Three strategies are common. First, truncation with summarization: the agent summarizes early turns into a compact block and drops the originals, preserving task state in condensed form. Claude Code’s /compact command does this on demand. Second, selective tool results: rather than returning full file contents from every read call, return only the relevant section using offset and limit parameters. Claude Code’s Glob and Grep tools return file paths by default; the agent reads files selectively on a second pass. Third, subagents: spawn a new API call with a fresh context window for a bounded subtask, return the result as a single tool result to the parent. This parallelizes work and prevents the parent context from exhausting on subtasks.
Context seeding, what goes into the system prompt before the conversation starts, determines the agent’s ground state. Claude Code’s system prompt is roughly 10,000 tokens. It includes tool descriptions, behavioral rules, and a CLAUDE.md injection mechanism: if a CLAUDE.md file exists in the project root, its contents are included verbatim. This is the mechanism for per-project customization; coding conventions, architectural constraints, and environment configuration injected at the system level rather than repeated in every user message.
How the differences show up in practice
Cursor adds a semantic layer that purely file-based agents lack. It maintains a Language Server Protocol connection to the open project, so the model can receive type errors, symbol definitions, and cross-reference graphs as structured tool results rather than raw file content. When Cursor tells the model that parseDate is referenced in fourteen files, that information is precise; a grep-based agent would need to run the search and parse the output itself.
GitHub Copilot’s agent mode builds a vector index of the workspace incrementally and injects top-K relevant chunks into context automatically on each turn. The agent does not need to call Grep to find related code; it arrives pre-loaded. The tradeoff is that retrieved chunks are approximate, based on embedding similarity, rather than exact, based on the model’s own search queries.
Aider’s architect mode separates planning from execution using two different models. A reasoning-capable model produces the plan in text. A faster model produces the SEARCH/REPLACE blocks. The planner does not write code; the coder does not plan. This separation reduces cognitive load on each model and lets you optimize cost independently at each stage, which matters when running many sessions.
Where the complexity lives
The agentic loop is not the hard part. The hard part is the combination of context budget pressure, tool schema design, permission semantics, and the unpredictable way model behavior shifts as context fills. A coding agent that works on a fresh 50-token task may fail on a 30,000-token task not because the loop broke but because the model started making different choices under long-context conditions.
The practical implication for anyone building on top of these systems, whether extending Claude Code with custom tools via the Model Context Protocol or building a new agent from scratch, is that the tool schema and context management strategy are the primary engineering decisions.
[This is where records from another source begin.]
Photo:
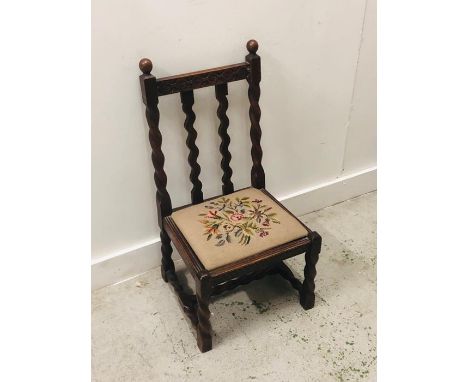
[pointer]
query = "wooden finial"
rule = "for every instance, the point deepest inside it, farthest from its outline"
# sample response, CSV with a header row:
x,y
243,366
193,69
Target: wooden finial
x,y
252,46
146,65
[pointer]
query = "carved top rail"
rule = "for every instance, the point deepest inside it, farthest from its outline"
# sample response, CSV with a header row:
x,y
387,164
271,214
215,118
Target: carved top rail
x,y
202,78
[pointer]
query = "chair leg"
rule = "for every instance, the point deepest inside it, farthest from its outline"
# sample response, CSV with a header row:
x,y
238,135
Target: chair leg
x,y
307,294
167,265
204,340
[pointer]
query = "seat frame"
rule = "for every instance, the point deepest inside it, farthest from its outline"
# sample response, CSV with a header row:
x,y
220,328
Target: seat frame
x,y
213,282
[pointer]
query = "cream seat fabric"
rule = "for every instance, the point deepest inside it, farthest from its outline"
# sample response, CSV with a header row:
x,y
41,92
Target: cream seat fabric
x,y
235,226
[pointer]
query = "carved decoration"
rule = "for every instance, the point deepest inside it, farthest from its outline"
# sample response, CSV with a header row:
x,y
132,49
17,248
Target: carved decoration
x,y
190,81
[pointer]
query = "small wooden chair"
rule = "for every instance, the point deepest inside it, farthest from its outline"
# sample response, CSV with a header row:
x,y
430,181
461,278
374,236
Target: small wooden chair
x,y
234,238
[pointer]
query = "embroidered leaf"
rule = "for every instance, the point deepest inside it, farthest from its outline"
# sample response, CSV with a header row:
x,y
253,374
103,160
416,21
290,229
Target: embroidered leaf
x,y
238,217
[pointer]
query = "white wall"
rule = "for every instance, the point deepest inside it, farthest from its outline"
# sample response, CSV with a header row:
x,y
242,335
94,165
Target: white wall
x,y
318,109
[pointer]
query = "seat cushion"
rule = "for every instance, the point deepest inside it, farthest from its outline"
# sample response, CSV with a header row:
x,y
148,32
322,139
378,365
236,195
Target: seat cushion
x,y
235,226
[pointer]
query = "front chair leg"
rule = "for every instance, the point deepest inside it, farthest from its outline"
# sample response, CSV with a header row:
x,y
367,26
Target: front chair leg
x,y
204,287
307,294
167,265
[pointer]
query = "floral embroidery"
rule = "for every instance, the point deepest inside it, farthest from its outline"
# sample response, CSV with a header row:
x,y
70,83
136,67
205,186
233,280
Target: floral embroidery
x,y
237,219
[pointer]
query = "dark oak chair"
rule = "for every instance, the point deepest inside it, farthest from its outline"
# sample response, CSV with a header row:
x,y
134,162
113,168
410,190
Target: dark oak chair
x,y
234,238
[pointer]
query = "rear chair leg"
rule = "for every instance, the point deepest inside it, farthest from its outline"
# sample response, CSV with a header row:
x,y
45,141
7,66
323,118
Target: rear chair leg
x,y
167,265
204,340
307,294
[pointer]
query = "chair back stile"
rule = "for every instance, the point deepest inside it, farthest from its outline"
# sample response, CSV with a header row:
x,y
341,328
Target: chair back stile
x,y
152,88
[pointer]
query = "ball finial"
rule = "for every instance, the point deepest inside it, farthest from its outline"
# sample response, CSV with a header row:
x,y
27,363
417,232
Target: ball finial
x,y
146,65
252,46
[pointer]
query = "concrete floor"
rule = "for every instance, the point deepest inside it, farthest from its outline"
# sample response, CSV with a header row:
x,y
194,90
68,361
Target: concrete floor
x,y
261,332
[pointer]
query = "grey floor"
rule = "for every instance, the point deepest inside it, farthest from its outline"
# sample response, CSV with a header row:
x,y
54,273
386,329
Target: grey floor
x,y
261,332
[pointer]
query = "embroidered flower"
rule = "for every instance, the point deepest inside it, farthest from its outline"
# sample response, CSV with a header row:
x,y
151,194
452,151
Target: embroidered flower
x,y
239,219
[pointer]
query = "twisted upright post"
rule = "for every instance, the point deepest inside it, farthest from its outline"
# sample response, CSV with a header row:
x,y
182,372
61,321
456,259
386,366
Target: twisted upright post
x,y
221,91
204,291
257,173
187,103
307,293
163,200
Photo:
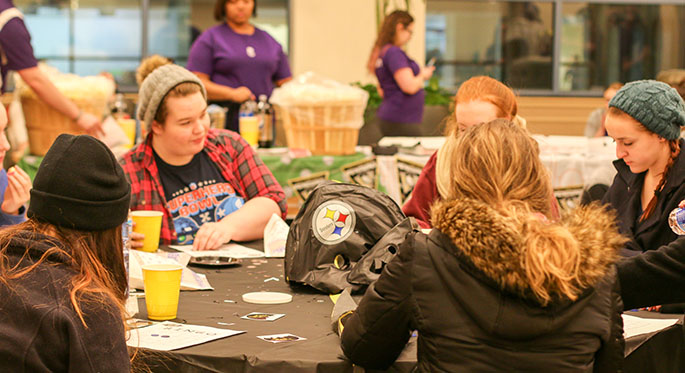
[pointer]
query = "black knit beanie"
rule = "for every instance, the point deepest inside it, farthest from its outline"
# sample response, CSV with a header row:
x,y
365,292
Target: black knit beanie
x,y
80,185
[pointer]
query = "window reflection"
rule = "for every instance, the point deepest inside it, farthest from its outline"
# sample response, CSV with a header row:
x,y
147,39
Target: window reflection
x,y
602,43
101,35
510,41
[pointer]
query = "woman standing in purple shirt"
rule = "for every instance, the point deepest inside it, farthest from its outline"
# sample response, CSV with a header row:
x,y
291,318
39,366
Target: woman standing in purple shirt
x,y
401,79
237,61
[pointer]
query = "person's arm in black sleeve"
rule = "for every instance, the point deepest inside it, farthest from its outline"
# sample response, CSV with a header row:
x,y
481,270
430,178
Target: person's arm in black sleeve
x,y
654,277
375,334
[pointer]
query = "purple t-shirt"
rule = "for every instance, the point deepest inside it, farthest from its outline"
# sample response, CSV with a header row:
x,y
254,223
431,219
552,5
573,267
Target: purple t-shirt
x,y
397,106
254,61
15,43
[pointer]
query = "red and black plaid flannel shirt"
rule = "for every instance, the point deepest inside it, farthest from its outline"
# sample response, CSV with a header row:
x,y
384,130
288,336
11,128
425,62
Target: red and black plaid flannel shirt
x,y
236,161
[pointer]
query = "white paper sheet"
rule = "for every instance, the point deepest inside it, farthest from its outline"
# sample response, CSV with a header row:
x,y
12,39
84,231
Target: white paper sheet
x,y
275,236
633,325
189,280
167,336
231,250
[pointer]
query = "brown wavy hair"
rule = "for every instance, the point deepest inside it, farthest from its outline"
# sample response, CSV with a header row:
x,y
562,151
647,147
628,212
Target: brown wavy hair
x,y
146,67
674,148
498,163
387,34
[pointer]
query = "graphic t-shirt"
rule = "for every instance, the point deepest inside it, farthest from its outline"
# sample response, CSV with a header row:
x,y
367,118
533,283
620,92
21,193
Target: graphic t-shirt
x,y
196,193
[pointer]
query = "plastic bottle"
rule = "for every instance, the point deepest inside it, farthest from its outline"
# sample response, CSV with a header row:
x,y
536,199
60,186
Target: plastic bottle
x,y
676,220
266,129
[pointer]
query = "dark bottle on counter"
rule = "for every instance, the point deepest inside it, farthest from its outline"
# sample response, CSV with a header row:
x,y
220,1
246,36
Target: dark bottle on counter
x,y
266,123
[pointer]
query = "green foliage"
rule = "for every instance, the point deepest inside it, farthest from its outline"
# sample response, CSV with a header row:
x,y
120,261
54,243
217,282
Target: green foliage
x,y
435,95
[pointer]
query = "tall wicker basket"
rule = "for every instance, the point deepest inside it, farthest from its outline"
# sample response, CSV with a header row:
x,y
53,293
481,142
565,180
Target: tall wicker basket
x,y
44,123
325,129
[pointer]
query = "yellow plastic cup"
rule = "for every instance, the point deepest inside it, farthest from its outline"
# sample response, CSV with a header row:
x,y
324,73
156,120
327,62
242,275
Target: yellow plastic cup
x,y
129,128
249,129
148,223
162,287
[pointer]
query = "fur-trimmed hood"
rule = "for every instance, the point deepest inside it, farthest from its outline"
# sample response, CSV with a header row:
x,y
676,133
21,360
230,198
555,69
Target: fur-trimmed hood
x,y
477,252
495,243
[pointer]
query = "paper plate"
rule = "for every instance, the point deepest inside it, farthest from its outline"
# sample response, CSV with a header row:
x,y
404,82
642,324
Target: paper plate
x,y
267,297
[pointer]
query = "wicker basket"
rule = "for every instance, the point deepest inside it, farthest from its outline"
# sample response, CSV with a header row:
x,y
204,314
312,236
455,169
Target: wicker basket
x,y
44,123
324,129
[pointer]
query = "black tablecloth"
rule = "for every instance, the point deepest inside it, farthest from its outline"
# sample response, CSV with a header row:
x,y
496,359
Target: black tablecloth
x,y
308,316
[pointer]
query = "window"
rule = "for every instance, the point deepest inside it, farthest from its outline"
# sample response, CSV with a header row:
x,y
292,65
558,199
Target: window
x,y
555,46
86,37
605,43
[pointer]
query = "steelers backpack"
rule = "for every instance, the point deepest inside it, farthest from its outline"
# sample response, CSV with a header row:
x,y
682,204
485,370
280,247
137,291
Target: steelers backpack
x,y
343,236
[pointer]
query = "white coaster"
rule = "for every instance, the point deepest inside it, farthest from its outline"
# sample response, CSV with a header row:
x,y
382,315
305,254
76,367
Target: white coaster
x,y
267,297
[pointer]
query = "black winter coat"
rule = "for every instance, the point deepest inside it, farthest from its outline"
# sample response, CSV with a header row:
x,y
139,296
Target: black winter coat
x,y
446,286
624,195
39,329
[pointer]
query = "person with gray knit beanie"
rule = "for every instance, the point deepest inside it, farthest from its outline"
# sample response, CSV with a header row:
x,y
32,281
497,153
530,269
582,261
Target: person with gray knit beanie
x,y
63,281
645,119
209,184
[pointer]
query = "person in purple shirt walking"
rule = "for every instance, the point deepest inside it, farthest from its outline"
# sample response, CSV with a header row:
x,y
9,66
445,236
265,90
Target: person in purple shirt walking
x,y
17,55
400,78
237,61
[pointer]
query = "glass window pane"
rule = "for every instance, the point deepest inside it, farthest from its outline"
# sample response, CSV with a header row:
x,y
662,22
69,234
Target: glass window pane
x,y
272,17
170,29
510,41
604,43
124,71
107,29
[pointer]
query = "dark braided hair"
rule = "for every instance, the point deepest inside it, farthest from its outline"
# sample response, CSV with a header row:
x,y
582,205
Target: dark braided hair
x,y
675,151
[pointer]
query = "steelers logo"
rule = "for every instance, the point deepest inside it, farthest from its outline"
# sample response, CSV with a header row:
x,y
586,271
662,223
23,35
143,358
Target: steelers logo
x,y
333,222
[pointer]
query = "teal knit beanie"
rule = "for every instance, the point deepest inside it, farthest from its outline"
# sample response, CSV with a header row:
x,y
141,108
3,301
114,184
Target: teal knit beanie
x,y
654,104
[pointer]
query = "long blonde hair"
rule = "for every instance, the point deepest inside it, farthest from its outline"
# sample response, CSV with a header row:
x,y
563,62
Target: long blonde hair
x,y
477,88
498,163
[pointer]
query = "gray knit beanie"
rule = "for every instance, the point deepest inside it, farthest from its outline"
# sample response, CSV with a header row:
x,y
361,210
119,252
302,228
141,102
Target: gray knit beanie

Getting the description text right, choosing where to truncate tool output, deciding which operations require user confirmation before execution: these are what determine whether an agent is reliable in practice.
Tool count also has a ceiling. Claude Code ships roughly fifteen tools. Past around twenty, model tool-selection accuracy degrades because more schema tokens compete for attention in the same context window. Fewer, well-designed tools with precise descriptions outperform larger tool sets with vague ones. The impulse when adding capability is to add a new tool, but extending an existing tool’s description often produces better results with less overhead.